顔立ちは日本人みたいに平たくないけど、絶対和服似合うと思う。
モデルには、レディースとメンズ。
これ不可欠。
呉服屋へと舞い戻った私は女将さんに事情を説明して、ミヤビの手も借りて和装チェンジした。
オスカーさんもである。
「まあああ。若い男の方が着物を着ると色気が出ますわねぇ、ふふふ」
ふふふ、じゃないのよ、女将さん。
ミヤビも少し頬を染めてオスカーさんを陰からチラチラ見ている。
カッコイイよねぇ。
分かる分かるよ。
「じゃあ、行きますよ、オスカーさん。目指すは、着物販売です。着物は高額ですから、まずは手拭いとか生地とか、安い物から売りましょう。これキタ! と思ったら着物に誘導です。いいですか?」
「分かった。安価な物から高価な物へ誘導すれば良いのだな?」
「そうです。
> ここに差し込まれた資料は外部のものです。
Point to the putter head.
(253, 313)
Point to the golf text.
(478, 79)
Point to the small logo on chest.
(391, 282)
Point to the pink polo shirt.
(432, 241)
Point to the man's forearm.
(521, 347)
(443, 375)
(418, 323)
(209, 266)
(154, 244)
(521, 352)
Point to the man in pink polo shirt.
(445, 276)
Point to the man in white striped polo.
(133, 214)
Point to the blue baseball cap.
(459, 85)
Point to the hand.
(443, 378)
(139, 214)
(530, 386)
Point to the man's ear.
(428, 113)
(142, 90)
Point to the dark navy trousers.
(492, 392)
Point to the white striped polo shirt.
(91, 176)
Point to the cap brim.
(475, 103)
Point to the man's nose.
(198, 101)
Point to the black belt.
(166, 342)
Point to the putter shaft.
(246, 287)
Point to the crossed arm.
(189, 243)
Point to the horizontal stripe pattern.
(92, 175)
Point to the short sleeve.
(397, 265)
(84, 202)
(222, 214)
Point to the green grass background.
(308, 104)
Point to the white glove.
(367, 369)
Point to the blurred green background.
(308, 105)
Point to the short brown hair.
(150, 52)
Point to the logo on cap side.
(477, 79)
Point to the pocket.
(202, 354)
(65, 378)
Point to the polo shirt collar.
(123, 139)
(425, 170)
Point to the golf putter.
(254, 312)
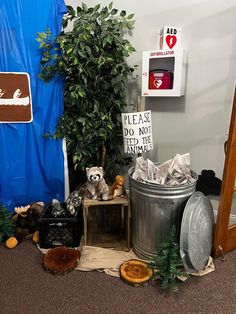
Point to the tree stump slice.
(135, 272)
(61, 260)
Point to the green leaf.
(70, 10)
(97, 7)
(91, 58)
(114, 11)
(130, 16)
(84, 7)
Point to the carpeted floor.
(26, 288)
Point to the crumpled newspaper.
(173, 172)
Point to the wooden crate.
(107, 223)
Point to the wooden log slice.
(60, 260)
(135, 272)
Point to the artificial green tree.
(7, 226)
(167, 263)
(91, 57)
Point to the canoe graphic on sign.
(15, 98)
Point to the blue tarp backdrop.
(31, 166)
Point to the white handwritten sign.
(137, 132)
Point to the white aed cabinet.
(164, 73)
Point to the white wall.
(198, 122)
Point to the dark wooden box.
(107, 223)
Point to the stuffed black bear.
(26, 220)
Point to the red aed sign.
(160, 79)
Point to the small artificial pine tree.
(6, 223)
(168, 264)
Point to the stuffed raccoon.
(96, 185)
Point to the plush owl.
(96, 185)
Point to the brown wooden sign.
(15, 97)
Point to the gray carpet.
(26, 288)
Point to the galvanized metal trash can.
(154, 209)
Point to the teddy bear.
(117, 189)
(26, 223)
(96, 185)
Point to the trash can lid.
(196, 235)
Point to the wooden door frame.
(225, 235)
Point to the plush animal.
(73, 202)
(26, 223)
(117, 189)
(96, 185)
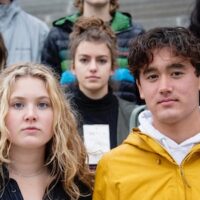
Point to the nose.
(30, 114)
(93, 66)
(165, 85)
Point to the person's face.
(30, 115)
(170, 88)
(92, 67)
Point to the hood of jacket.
(146, 143)
(7, 13)
(120, 21)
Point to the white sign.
(97, 141)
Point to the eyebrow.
(169, 67)
(23, 98)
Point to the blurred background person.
(23, 33)
(104, 117)
(56, 49)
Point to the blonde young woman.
(41, 153)
(3, 52)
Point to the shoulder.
(32, 20)
(126, 105)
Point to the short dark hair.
(178, 39)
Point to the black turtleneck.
(100, 111)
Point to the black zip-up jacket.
(10, 190)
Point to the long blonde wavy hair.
(114, 5)
(66, 155)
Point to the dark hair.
(179, 40)
(3, 53)
(194, 26)
(114, 5)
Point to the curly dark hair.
(194, 25)
(179, 40)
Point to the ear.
(140, 89)
(111, 72)
(72, 68)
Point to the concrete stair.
(149, 13)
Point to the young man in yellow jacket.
(161, 158)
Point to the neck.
(183, 130)
(26, 163)
(101, 12)
(95, 94)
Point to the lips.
(30, 129)
(92, 77)
(167, 100)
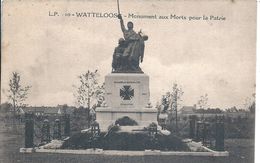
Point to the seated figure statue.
(133, 51)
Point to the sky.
(216, 57)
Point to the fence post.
(220, 135)
(192, 127)
(57, 130)
(46, 131)
(29, 130)
(67, 125)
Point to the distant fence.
(44, 129)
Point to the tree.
(250, 103)
(171, 102)
(203, 103)
(89, 91)
(17, 94)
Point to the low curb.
(126, 153)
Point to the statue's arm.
(122, 23)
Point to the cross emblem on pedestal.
(126, 93)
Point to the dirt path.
(241, 151)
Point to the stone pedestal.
(127, 94)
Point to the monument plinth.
(126, 94)
(127, 90)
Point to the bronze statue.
(127, 56)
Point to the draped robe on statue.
(135, 47)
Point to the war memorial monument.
(127, 91)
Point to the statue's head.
(130, 25)
(121, 41)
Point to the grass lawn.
(241, 151)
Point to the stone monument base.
(106, 116)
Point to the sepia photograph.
(118, 81)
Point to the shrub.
(126, 121)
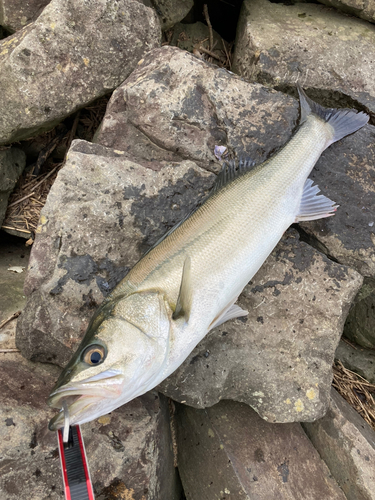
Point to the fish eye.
(93, 355)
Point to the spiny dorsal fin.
(183, 305)
(314, 206)
(232, 169)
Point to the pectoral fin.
(234, 311)
(183, 306)
(314, 206)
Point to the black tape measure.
(75, 470)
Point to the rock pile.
(152, 161)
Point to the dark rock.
(176, 107)
(65, 53)
(278, 359)
(12, 163)
(360, 324)
(281, 44)
(228, 451)
(347, 445)
(128, 451)
(117, 210)
(15, 14)
(359, 360)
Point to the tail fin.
(343, 121)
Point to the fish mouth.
(85, 401)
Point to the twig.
(207, 18)
(12, 317)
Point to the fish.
(189, 281)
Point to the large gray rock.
(175, 106)
(278, 359)
(360, 324)
(347, 445)
(359, 360)
(364, 9)
(281, 44)
(114, 209)
(12, 163)
(227, 451)
(15, 14)
(73, 53)
(128, 451)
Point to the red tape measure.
(75, 470)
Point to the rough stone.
(228, 451)
(359, 360)
(61, 61)
(365, 9)
(15, 14)
(278, 359)
(117, 209)
(175, 106)
(347, 445)
(170, 12)
(281, 44)
(128, 451)
(12, 163)
(360, 324)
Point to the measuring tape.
(75, 470)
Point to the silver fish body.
(188, 283)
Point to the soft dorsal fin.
(231, 170)
(314, 206)
(183, 305)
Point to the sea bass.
(189, 281)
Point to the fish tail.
(343, 121)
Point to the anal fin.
(314, 206)
(231, 312)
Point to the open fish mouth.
(85, 401)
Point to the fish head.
(120, 357)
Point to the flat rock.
(128, 451)
(278, 359)
(175, 106)
(360, 323)
(15, 14)
(12, 163)
(281, 44)
(117, 209)
(365, 9)
(65, 54)
(360, 360)
(228, 451)
(347, 445)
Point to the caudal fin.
(343, 121)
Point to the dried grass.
(31, 191)
(356, 390)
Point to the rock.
(360, 324)
(15, 14)
(65, 53)
(128, 451)
(176, 107)
(12, 163)
(349, 236)
(359, 360)
(228, 451)
(281, 44)
(170, 12)
(278, 359)
(117, 209)
(347, 445)
(364, 9)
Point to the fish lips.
(85, 401)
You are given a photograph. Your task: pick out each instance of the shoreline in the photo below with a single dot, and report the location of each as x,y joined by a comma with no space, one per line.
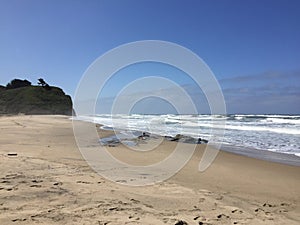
47,181
266,155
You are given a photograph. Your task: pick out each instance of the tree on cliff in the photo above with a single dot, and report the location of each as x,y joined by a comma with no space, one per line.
42,82
17,83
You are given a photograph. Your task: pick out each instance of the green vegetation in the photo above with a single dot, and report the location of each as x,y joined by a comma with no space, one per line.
34,100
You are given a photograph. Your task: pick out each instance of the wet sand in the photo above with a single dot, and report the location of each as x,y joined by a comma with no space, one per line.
45,180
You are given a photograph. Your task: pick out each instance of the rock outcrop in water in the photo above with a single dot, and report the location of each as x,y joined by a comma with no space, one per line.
21,97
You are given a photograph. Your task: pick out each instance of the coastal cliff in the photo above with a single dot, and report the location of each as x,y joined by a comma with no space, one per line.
29,99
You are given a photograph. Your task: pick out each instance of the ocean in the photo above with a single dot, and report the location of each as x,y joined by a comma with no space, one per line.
276,133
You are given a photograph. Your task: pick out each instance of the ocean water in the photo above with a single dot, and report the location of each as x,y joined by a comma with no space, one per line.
277,133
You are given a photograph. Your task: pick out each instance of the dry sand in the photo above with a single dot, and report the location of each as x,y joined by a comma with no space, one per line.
48,182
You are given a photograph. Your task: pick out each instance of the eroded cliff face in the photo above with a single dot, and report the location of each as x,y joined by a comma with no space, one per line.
35,100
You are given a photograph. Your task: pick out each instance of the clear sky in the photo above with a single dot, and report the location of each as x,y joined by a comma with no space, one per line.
253,47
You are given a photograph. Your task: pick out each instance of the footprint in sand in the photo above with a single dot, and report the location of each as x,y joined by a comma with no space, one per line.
82,182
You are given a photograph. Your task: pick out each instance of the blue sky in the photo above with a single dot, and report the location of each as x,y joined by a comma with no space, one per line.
252,46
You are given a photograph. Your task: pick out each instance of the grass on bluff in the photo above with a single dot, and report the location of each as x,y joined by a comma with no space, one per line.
34,100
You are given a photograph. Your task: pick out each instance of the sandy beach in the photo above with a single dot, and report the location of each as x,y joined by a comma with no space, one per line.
45,180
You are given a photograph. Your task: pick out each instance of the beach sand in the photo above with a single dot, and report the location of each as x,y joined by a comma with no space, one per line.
45,180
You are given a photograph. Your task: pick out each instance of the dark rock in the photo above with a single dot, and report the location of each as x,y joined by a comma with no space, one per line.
186,139
181,222
35,100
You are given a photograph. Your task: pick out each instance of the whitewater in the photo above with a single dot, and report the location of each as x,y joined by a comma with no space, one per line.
277,133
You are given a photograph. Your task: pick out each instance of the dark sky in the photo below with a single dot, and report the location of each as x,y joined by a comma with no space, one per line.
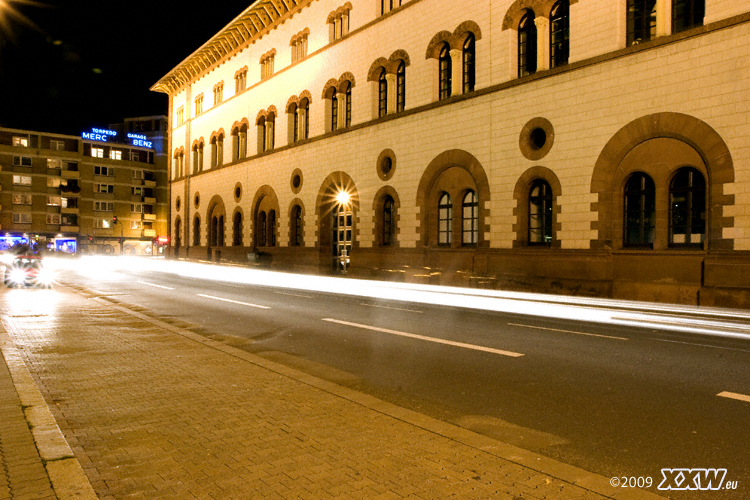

頑張りますよ!」
私達は少し高めで目の引く、柄の物を身に纏い、城下町を歩き回る事から始めた。
店舗前で呼び寄せても良かったけど、店舗には女将さんもミヤビもいる。
4人で客寄せするより、バラけた方がいいと思った。
洋服を身に纏ってる人しかいないこの城下町で、和装は目立つ。
侍女達も和装だけど、柄は地味だし。
私は舞妓さん宜しく紅を基調とした着物を着付けて貰い、化粧も施した。
髪も纏めて貰い、簪も何本も飾り付けて貰った。
これぞ外人が振り向き、写真を要求するジャパニーズ舞妓。
オスカーさんと腕を組み、ゆっくりゆっくりと道の真ん中を行く。
その様に皆が振り返り、注目し、足を止める。
子供が指を指し、見覚えのあるコックからは、アスカさん? の声も聞こえた。
大臣、閣僚の皆々様の顔ぶれもある。
よしよし、見てるわね。
とんとご覧あれ。
「なんと美しい……」
思わず感嘆のため息を漏らした、領主っぽい男の元へゆるりと進み、手を差し伸べる。
男は無意識に私の手を取った。
「男前のお方。どうか私をエスコートして下さいますか?」
にっこりと笑ってそう言うと、男は光栄ですな、と申し出を受けてくれた。
その男の手を掴んだまま、城下町を見て回り、自然な流れで呉服屋へと舞い戻った。
「私が着ているこの服は、こちらのお店でしか取り扱っていない着物と言う物なのです。
このユーラに一店舗しかない店で、扱う物も一点物ばかり。宜しければお土産にでも、如何です?」
「ほぉう。着物ですか。また洋服とは違う趣がありますな。どれ、少し覗いてみましょうか。良ければ貴方様にも、私から何かプレゼントさせて貰えると良いのですが」
え。マジで。
もしかしてこの人、貢ぎ君要素あるんじゃ。
「まあ。本当ですか? 私は着物が大好きなのです。でも高値でなかなか手に入りませんもの。あの着物など、以前から素敵だと思って眺めていたのです。似合うでしょうか?」
「あれですか? きっと良くお似合いになるでしょうな。試されては? おい、女将! あの着物を寄越せ」
「はいはい。あの着物ですね? まあ、お綺麗なお嬢様ですこと。きっと良くお似合いになりますわ」
うふふ、と笑って女将がそんな事を言った。
やはり女将も商売人でした。
それから私はその着物を試しに着させて貰って、その領主の前でくるり、くるり、と回って見せた。
「領主様。いかがでしょう? 似合いますか?」
「とても良く似合っている。見目麗しい。それを買ってやろう。他に欲しい物はないのか?」
あらやっぱり貢ぎ君だった。
「でもそんなに、出させる訳にはいきませんわ。初めてお会いした方ですのに……」
「其方と会えたのも運命であろう。気にせず欲しい物を申せば良い。それを身につけて、私を思い出してくれ」
あらやだ、束縛の気まである。
「嬉しいです……」
と言いながら、黙って視線をもう一つの着物へと向けた。
あれが欲しい無言アピールである。
「あれか? あれが気になるか。女将。あれも持って来い」
私の無言健気アピールを敏感に感知した男が、女将にまた着物を持って来させた。
私は着替えてくるくる回り、笑顔を振りまいて、その男から二着の着物をプレゼントして頂いた。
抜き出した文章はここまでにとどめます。